A Roma va in scena una nuova protesta. Tutto in regola. O meglio, le regole del codice della strada. A proporla, Micaela Quintavalle, pasionaria delle proteste Atac e leader, nonché fondatrice, del sindacato Cambia-Menti m410, il sindacato di categoria del trasporto pubblico locale. Quello capitolino, per l’esattezza.
Già la scorsa settimana, in occasione di un sit-in Campidoglio, la Quintavalle aveva annunciato, insieme ai suoi colleghi, la battaglia alle istituzioni e ai vertici Atac: “Cabine blindate subito, o bloccheremo Roma!” – questa la richiesta della piazza, a seguito dei fatti di Corcolle. Certo è che Corcolle non è un caso isolato, ed E. non è l’unica autista aggredita. Sono 180 le aggressioni registrate nell’ultimo anno, secondo le stime di Cambia-Menti.
E allora ecco che la protesta sui generis prende forma: “Indicheremo guasti con l’eventuale possibilità di arrestare il mezzo, condurremo i bus ad una velocità adeguata alla strada, effettueremo tutte le fermate in sicurezza, non supereremo se c’è la doppia striscia continua”, dove appunto non è prevista la possibilità di sorpasso. Sembra paradossale e surreale, ma è così: questa protesta, evidentemente, mette in luce criticità e debolezze del trasporto pubblico, anche quelle su strada, ed evidenzia la pericolosità – talvolta – dei mezzi sui quali viaggiamo, della condizione dei quali, però, non si può e non si deve parlare.
Come è successo a Ilario e Valentino dell’USB – autisti della Trotta, facente capo al Consorzio Roma TPL, sospesi dal servizio per aver descritto in TV le pessime condizioni dei mezzi che sono costretti a guidare – guai, infatti, a fare dimostrazioni pubbliche. Tanto che, Micaela Quintavalle, per essere apparsa in televisione, per aver parlato in radio, e per aver rilasciato dichiarazioni a giornali “senza autorizzazione” è stata colpita da un nuovo provvedimento disciplinare. Colpevole, di aver parlato degli “stipendi immensi dei dirigenti” e dei loro “premi” – così si legge nel provvedimento.

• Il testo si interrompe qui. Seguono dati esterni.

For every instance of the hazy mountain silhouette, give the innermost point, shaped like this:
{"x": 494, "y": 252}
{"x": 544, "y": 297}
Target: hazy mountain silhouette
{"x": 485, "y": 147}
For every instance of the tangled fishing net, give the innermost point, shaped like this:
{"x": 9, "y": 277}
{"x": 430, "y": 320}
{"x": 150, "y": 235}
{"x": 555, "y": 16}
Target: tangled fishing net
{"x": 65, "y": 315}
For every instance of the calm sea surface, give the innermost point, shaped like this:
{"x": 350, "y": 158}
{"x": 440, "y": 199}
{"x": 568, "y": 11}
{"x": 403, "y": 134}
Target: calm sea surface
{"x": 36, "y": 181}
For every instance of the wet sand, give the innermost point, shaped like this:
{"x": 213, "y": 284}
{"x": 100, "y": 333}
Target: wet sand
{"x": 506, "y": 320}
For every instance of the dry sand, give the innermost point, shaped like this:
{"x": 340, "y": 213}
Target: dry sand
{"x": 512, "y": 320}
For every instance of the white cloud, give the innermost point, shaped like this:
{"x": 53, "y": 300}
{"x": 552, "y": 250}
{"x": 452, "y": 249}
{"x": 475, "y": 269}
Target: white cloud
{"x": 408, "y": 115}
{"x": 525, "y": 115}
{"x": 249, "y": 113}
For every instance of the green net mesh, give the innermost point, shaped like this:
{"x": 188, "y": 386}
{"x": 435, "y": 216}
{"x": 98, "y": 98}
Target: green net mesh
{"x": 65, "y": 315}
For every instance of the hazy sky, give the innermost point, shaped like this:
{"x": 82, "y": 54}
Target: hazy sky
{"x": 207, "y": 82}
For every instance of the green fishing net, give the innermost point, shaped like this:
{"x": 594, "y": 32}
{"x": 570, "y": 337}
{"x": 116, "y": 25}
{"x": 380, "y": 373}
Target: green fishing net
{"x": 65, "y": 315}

Le agitazioni, comunque, non riguardano solo il comparto ATAC, ma anche quello privato, del Consorzio Roma TPL, che gestisce il 30% circa del trasporto pubblico capitolino. 24 ore prima del sit-in targato Quintavalle, a Roma è andata in scena una protesta storica: l’intero comparto del trasporto pubblico capitolino – Atac e Roma TPL, pubblico e privato – si è riunito in una giornata di sciopero “per protestare contro la politica dei tagli attuati dal Comune di Roma”. Questo è quanto comunica l’USB, il sindacato che ha indetto la protesta di 24 ore.
I motivi? “Il diritto ad avere lo stipendio pagato regolarmente, i versamenti ai fondi integrativi alla pensione (Priamo etc. ndr), soldi puntualmente detratti dalla busta paga e mai versati ai fondi e contro la vergognosa pantomima del contratto di solidarietà che li vede decurtati di un giorno di lavoro a settimana” – spiegano da USB, convinti anche che gli esuberi non esistano, dal momento che i lavoratori, per rimanere in tema di sicurezza, sono costretti, talvolta ad effettuare doppi se non tripli turni. Pertanto, anche contro i contratti di solidarietà, la battaglia è aperta.
“Diminuisce il salario dei lavoratori, diminuiscono le linee sul territorio” ma “aumentano l’orario di lavoro e le aggressioni a chi è in prima linea” – spiegano ancora da USB, denunciando “un’organizzazione del sistema scriteriata, messa in atto dalla politica con l’avallo di tutti quei sindacati che in tutti questi anni sono stati coprotagonisti”, ad esempio, appoggiando la vendita “di una fetta del trasporto pubblico di Roma con la creazione delle linee J, poi Tevere TPL, oggi Consorzio Roma TPL SCARL”. La cui esistenza, per stessa ammissione dei rappresentanti USB in occasione di un’assemblea interna, era sconosciuta al sindaco Marino.
Nel frattempo, sul caso Ilario e Valentino, gli autisti colpevoli di aver usufruito di un diritto costituzionalmente garantito, ma evidentemente non riconosciuto nell’Italia di Renzi e nella Roma di Marino, quello della libertà di esprimersi, è pronta un’interrogazione rivolta al ministro del Lavoro e delle Politiche Sociali.
In attesa di una risposta, il messaggio è chiaro: la battaglia a colpi di codice della strada è solo all’inizio.